Das hier in einem nicht-medizinischen Kontext beschriebene Phänomen wird als »lead-time bias« bezeichnet und ist insbesondere bei der Beurteilung der Effektivität von Screeningmaßnahmen bedeutsam, wenn die Zeit von Diagnosestellung bis zum Tod betrachtet wird. Durch das Screening wird der Diagnosezeitpunkt für asymptomatische Erkrankte nach vorne verschoben, die ohne Screening erst beim Auftreten von Symptomen diagnostiziert würden, beispielsweise im Mittel 6 Monate später. Somit haben beim Vergleich von gescreenten mit nicht gescreenten Erkrankten die gescreenten per se einen »Vorsprung« (engl.: lead) in ihrer Überlebenszeit von eben 6 Monaten. Einen ähnlichen »Vorsprung« hat auch die Allgemeinbevölkerung in dem fiktiven Vergleich mit den Bundesliga-Fußballern (s. o.).
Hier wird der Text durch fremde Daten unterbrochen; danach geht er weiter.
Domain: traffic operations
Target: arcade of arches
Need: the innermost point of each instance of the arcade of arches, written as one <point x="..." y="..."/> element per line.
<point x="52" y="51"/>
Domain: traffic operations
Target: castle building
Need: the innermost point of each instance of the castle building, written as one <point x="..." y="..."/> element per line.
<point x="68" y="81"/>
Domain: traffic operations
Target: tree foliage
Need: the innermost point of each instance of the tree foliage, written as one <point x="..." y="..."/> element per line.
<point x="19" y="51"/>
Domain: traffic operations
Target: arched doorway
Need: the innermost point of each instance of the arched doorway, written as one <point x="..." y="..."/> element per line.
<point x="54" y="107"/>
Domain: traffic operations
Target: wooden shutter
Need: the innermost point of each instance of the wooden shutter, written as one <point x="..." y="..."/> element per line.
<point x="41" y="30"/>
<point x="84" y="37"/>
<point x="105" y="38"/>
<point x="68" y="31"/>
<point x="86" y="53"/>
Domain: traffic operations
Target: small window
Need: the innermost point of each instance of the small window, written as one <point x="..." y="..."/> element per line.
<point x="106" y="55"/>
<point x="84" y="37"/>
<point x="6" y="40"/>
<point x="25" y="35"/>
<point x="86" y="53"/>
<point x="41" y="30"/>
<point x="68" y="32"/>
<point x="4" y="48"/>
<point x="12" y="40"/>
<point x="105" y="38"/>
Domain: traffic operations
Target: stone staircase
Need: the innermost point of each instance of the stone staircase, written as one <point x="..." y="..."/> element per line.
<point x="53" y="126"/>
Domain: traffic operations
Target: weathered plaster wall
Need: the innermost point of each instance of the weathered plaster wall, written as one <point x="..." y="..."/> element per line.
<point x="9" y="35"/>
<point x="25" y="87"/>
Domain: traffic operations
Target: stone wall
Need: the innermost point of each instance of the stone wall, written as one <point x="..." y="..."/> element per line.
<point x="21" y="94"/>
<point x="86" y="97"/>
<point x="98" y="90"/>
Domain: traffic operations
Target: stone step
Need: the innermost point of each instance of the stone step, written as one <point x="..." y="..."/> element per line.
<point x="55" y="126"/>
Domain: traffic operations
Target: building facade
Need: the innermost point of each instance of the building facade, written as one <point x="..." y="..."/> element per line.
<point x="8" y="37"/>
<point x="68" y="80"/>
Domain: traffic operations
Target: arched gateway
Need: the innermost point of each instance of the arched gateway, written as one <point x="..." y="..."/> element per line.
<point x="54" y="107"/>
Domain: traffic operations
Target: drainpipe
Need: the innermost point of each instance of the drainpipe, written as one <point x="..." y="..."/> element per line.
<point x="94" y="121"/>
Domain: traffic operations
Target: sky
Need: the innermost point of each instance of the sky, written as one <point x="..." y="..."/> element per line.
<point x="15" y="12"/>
Allgemein gilt, dass bei Vergleichen von Überlebenszeiten, wenn unterschiedlich lange Beobachtungszeiten und Zensierungsmuster bestehen, eine Reihe von Annahmen für eine korrekte Schlussfolgerung notwendig sind: a) die Prävalenz der Risikofaktoren bleibt konstant, b) die Charakteristika der Population unter Risiko bleiben konstant und c) die Prognose des Überlebens bleibt über die Zeit konstant. Unglücklicherweise sind diese Annahmen häufig nicht haltbar und generell nicht testbar.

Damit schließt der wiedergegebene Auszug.